Security keeps businesses awake at night

Security outfit KnowBe4 released the results of its “What Keeps You Up at Night – The 2019 Report” which looks at more than 350 organisations globally and reveals the security weaknesses and concerns within organisations. On average, 81 per cent of organisations had some degree of anxiety around security issues.

Most were worried about data breaches, with credential compromise coming in as a close second. These two issues go hand-in-hand, as misuse of credentials remains the number one attack tactic in data breaches, according to Verizon’s 2018 Data Breach Investigations Report. Phishing and ransomware ranked next, demonstrating that organisations are still not entirely prepared to defend themselves against these relatively “old” attack vectors.

The report found that 92 percent of organisations say users were their primary security concern.
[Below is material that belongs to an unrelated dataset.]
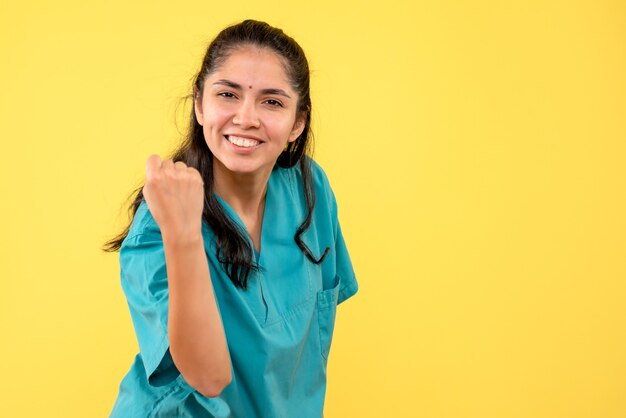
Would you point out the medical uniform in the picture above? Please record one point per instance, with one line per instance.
(278, 331)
And at the same time, security awareness training along with phishing testing topped the list of security initiatives that organisations need to implement.

Organisations today have a large number of attack vectors to prevent, monitor for, detect, alert and remediate; in terms of attacks, 95 percent of organisations are most concerned with data breaches.

The report said that ensuring security is in place to meet GDPR requirements was still a challenge for 64 percent of organisations, despite the regulation details being out for quite some time.

Attackers’ use of compromised credentials is such a common tactic, 93 percent of organisations are aware of the problem, but still have lots of work to do to stop it.

More than  75 percent of organisations do not have an adequate budget.

KnowBe4 CEO Stu Sjouwerman said: “2018 was a prolific year for successful cyber attacks, and many of them were caused by human error. IT organisations are tasked with establishing and maintaining a layered security defence. The largest concern, as demonstrated again in this report, is employees making errors. Organisations must start with establishing a security culture, and to combat the escalation of social engineering, they have to ensure users are trained and tested.”